US officials who spent decades trying to bring the Ukrainian-born Demjanjuk to justice hailed his deportation to face trial in Germany as "historic".
"Now, finally, Mr. Demjanjuk has been held accountable in one small way for his part in one of the most horrific chapters in history," assistant Attorney General Lanny Breuer said.
Doctors accompanying him on the overnight flight from Cleveland said he slept for most of the journey.
Germany issued a warrant for Demjanjuk's arrest in March on charges of helping to murder 29,000 Jews during his time as a guard at the Sobibor death camp in Nazi-occupied Poland in 1943.
Witnesses say he walked children, women and men to the gas chambers.
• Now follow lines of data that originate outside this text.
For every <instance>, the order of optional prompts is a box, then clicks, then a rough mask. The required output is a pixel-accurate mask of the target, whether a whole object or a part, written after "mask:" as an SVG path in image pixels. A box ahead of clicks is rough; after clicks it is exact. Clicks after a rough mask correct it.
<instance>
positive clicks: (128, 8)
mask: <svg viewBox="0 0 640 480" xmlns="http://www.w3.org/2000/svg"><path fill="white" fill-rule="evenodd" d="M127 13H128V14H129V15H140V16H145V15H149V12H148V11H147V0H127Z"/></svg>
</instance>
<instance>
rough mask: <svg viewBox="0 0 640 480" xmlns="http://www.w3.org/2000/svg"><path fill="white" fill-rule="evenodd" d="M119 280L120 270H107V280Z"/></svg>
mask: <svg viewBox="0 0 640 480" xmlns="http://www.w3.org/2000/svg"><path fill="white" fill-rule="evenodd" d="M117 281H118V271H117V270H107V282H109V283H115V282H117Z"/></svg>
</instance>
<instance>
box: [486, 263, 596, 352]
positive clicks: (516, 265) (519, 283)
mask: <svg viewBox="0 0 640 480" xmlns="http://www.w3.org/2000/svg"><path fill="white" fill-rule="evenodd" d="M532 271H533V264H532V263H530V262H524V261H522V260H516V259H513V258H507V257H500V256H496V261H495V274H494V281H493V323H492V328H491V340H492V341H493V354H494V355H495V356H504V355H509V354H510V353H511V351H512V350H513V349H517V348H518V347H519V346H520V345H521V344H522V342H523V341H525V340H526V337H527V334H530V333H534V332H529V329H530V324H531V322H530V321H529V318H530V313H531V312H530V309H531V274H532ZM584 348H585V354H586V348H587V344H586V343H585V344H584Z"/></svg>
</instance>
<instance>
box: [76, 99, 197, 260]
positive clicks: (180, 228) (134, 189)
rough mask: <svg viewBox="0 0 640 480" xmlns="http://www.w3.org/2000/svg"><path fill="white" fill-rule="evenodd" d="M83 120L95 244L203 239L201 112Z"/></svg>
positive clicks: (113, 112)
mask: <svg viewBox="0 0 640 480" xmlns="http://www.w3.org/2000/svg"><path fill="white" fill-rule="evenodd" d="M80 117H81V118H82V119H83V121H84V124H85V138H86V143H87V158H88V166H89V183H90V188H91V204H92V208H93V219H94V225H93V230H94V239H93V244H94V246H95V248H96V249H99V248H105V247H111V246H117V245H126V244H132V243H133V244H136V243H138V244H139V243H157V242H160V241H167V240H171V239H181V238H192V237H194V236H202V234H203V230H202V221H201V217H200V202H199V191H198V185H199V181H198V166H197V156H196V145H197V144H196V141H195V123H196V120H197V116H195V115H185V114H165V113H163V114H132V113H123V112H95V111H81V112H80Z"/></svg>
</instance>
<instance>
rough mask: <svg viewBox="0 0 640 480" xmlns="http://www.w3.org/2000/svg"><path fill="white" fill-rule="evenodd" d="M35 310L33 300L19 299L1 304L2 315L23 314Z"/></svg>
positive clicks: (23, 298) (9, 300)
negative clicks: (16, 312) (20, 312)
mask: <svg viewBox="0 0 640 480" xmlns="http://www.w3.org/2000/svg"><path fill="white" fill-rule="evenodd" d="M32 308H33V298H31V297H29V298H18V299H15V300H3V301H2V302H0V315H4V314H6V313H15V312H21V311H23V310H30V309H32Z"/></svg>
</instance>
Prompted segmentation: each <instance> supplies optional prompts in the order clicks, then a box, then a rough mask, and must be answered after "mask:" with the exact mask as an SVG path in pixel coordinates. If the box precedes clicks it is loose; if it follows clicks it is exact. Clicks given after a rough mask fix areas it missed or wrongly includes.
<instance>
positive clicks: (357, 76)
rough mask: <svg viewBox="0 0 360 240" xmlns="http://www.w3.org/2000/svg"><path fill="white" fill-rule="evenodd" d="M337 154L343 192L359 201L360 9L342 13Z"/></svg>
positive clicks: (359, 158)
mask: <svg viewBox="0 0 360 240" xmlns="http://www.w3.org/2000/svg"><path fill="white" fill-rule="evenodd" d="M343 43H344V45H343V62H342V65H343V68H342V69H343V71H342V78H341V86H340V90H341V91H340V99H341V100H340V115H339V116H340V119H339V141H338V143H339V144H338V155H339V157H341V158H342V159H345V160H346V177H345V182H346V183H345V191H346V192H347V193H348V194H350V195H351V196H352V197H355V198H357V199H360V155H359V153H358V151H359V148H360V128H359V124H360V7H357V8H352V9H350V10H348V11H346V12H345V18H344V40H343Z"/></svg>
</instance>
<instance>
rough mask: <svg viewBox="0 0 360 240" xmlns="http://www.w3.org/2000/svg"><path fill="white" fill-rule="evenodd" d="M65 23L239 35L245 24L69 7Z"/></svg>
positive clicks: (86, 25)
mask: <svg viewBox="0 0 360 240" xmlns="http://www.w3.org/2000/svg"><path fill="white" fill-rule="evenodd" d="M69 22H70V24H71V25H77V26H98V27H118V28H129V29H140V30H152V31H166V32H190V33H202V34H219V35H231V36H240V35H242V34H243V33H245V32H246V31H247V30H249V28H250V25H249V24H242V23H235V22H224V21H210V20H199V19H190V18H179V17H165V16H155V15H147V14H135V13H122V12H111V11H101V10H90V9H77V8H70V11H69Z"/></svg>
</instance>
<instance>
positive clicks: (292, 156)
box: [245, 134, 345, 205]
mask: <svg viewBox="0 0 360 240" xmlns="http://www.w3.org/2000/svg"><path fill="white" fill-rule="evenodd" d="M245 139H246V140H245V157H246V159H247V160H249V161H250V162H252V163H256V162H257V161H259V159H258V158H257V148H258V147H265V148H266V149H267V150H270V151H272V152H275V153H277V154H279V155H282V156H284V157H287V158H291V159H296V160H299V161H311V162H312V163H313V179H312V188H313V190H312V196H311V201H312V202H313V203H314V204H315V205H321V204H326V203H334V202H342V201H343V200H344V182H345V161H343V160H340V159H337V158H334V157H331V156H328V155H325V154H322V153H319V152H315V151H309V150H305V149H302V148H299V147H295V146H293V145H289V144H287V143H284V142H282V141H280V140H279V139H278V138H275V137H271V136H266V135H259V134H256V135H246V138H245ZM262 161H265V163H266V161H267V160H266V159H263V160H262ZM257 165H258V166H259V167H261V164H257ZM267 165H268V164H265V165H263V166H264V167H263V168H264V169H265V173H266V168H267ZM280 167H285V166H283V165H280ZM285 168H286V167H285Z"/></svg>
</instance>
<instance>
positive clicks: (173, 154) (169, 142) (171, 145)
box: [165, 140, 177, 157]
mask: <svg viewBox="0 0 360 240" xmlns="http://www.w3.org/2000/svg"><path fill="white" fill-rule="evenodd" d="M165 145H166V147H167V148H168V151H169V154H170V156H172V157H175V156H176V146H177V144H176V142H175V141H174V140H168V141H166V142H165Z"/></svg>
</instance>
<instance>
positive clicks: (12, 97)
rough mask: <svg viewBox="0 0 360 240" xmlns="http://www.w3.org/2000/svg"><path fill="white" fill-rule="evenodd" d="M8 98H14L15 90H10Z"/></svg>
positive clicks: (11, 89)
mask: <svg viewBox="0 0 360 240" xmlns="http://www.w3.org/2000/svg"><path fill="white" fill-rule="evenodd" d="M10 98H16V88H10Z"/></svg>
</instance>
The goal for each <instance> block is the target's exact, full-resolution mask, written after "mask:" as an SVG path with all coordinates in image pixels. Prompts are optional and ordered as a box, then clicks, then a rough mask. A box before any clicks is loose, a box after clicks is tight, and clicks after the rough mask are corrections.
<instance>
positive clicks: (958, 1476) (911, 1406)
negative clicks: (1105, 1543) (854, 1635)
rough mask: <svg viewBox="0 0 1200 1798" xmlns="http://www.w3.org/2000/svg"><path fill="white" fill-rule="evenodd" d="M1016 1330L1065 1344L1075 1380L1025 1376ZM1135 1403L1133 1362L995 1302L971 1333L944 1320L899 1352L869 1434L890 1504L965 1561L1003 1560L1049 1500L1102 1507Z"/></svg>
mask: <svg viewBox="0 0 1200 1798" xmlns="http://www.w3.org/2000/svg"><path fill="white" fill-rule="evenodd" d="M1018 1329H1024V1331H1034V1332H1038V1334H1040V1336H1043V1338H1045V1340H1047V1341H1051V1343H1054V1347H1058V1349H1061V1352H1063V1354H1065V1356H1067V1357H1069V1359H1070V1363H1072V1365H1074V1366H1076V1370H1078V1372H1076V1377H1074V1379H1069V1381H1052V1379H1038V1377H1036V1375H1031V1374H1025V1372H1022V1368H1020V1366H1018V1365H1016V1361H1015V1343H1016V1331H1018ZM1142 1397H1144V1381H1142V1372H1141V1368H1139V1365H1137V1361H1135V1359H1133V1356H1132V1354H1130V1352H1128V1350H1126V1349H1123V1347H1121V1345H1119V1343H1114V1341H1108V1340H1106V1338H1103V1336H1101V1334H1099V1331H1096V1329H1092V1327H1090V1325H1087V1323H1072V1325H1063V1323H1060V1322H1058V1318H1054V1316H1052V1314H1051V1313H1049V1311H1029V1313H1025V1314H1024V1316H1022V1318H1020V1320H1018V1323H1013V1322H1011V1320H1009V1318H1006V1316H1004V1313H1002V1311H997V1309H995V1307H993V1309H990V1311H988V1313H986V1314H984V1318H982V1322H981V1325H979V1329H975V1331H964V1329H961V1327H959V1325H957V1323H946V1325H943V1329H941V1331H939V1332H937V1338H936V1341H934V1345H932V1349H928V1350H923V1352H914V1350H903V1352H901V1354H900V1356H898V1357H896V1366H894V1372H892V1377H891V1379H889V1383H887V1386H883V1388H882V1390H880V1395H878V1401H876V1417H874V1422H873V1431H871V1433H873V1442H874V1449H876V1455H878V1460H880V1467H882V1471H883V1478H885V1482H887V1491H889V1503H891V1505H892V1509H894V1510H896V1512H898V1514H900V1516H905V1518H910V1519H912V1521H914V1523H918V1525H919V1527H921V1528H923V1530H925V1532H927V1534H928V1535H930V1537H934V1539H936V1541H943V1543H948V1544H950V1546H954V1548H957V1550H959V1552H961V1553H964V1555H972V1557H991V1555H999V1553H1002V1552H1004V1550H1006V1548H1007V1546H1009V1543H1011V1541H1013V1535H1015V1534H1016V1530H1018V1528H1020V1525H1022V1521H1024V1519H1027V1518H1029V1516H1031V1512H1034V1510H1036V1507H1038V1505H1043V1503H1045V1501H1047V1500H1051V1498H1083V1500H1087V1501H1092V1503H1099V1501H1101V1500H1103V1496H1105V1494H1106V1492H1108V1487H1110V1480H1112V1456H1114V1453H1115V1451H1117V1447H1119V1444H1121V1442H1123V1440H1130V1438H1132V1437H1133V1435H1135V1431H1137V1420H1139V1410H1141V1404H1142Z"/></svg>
However, Demjanjuk's lawyer, Ulrich Busch, said his client denied that he was in Sobibor.
"But even if he had been there, he should still be acquitted. He comes from Ukraine and would have been a so-called foreign guard" forced into service by the Nazis, Busch added.
Courts in both Israel and the United States have previously stated he was a guard at Sobibor, accusations he had never previously challenged.
Demjanjuk is right at the top of Nazi hunters' most-wanted list, and was sentenced to death by an Israeli court two decades ago, suspected of being the feared guard nicknamed "Ivan the Terrible" who would hack at naked prisoners with a sword.
That verdict was overturned in 1993 when statements from former guards identified another man as "Ivan the Terrible".
German television reported that a survivor of the Sobibor camp could help confirm Demjanjuk's identity.
This witness, 82-year-old Thomas Blatt, has described the conditions at Sobibor akin to a death factory.
Demjanjuk was suspect number three in the Simon Wiesenthal Centre's latest report on Nazi war criminals behind two others thought to be dead.